Amazon Primeグレタ・ガーウィグ「ストーリー・オブ・マイライフ/わたしの若草物語」(2019)を観る。僕は原作は未読だが「若草物語」そのものというよりも、おそらくは原作のエピソードと登場人物の娘たちが実家を出てからのエピソードとが巧みに混ぜ合わされているのだろう。物語やその背景や各登場人物の造形はすごくふつうというか、南北戦争時代のアメリカが舞台で風景や衣装はよく出来ているが、その時代っぽい手触り感は控えめで、姉妹や周辺の人間関係を中心にまとめられたわかりやすいドラマで、しかしふたつの時間がかなり目まぐるしく切り替わりながら平行して描かれていく。語り方というか話の運び方がすごく現代ドラマ的というか洗練されている感じ。

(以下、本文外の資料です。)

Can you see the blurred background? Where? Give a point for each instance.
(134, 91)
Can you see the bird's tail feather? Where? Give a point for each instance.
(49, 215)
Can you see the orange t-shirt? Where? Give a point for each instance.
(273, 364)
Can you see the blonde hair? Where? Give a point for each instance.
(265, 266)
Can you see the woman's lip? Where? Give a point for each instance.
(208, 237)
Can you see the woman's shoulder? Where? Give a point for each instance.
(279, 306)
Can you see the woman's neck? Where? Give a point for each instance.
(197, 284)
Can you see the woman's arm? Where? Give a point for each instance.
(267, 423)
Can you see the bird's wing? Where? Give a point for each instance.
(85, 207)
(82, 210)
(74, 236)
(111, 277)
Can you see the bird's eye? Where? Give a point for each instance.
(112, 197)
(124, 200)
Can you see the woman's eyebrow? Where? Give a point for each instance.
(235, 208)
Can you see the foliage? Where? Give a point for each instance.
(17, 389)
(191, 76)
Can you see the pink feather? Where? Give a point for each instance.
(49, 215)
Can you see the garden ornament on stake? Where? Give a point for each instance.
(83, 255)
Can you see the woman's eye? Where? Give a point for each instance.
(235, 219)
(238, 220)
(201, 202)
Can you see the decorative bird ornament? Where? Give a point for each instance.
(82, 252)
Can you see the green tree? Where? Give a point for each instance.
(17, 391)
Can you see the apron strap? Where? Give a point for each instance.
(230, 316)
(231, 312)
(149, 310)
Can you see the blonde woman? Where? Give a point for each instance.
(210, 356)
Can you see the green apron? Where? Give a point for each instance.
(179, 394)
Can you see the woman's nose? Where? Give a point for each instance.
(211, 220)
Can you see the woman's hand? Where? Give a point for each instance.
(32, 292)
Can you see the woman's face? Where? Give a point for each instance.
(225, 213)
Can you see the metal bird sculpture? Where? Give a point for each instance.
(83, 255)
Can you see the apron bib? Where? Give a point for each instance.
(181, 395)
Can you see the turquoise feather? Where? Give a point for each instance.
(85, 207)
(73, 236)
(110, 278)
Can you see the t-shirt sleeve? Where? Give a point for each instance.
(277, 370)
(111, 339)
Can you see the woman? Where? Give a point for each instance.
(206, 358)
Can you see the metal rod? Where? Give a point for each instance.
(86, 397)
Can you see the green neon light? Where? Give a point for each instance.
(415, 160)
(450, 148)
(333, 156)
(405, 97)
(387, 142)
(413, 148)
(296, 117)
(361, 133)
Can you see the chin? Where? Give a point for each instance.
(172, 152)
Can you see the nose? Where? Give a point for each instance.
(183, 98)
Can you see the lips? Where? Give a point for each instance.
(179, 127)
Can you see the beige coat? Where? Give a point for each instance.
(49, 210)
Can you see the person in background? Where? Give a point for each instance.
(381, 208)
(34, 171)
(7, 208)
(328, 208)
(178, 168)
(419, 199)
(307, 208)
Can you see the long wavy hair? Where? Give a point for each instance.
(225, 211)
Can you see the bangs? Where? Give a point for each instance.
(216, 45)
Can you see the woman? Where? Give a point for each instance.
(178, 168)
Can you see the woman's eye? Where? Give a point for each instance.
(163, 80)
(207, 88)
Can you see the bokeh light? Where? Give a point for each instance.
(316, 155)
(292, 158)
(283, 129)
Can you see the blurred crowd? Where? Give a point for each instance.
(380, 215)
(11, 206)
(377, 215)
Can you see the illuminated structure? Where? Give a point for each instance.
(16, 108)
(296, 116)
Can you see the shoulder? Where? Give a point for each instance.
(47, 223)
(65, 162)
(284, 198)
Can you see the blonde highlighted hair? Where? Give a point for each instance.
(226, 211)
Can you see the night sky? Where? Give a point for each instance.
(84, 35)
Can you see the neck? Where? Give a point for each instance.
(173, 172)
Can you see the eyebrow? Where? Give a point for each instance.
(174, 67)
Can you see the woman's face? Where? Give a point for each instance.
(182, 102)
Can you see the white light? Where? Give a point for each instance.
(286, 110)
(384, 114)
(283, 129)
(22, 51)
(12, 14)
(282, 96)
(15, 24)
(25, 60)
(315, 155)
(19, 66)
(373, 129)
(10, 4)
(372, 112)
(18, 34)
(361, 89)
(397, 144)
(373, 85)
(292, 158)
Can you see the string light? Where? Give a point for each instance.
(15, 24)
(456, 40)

印象的なのは次女ジョーを演じるシアーシャ・ローナンのやけに頼もしい雰囲気。伯母役はメリル・ストリープで、伯母とジョーは、ものの考え方的は正反対というか、旧来型である伯母に対してジョーが来たるべき新たな女性像イメージを背負っているのだろうけど、シアーシャ・ローナンの堂々とした顔を見ているうちに、この人は母親よりもむしろ伯母の方に近づいていくんじゃなかろうかと、このまま行くとシアーシャ・ローナンも早々にメリル・ストリープみたいになってしまいそうだ。

まあ、ローラ・ダーン演じる母親が、あまりにもものわかりの良い、如何にも進歩的かつ柔和な母親に過ぎるところもあるし、女の幸福は金持ちの男との結婚というのが伯母の信条で、ジョーは(色々あったけど)独身で生きることを選び、著作権や印税率についても出版社相手に堂々交渉するような小説家としての自立を目指すわけで、たしかに両者の方向性は違えど、ぼんやりしてるだけではダメよ!みたいな、よりしぶとく生存しようと欲する意志のような何かを見て、、そこに似たものが感じられたのだろうか。

しかし死んでしまう三女はもとより、長女や四女の描かれ方も、何となくちょっと可哀そうな感じもするし、男たちは誰もが皆、どことなく不思議な頼りなさを漂わせているようだし、この物語自体が、登場人物に対してすこし辛辣な感じがするのは気のせいか。(こういう感じを「女性的」ととらえてはいけないのかもしれないけど、そう言いたくなる感じは受ける。)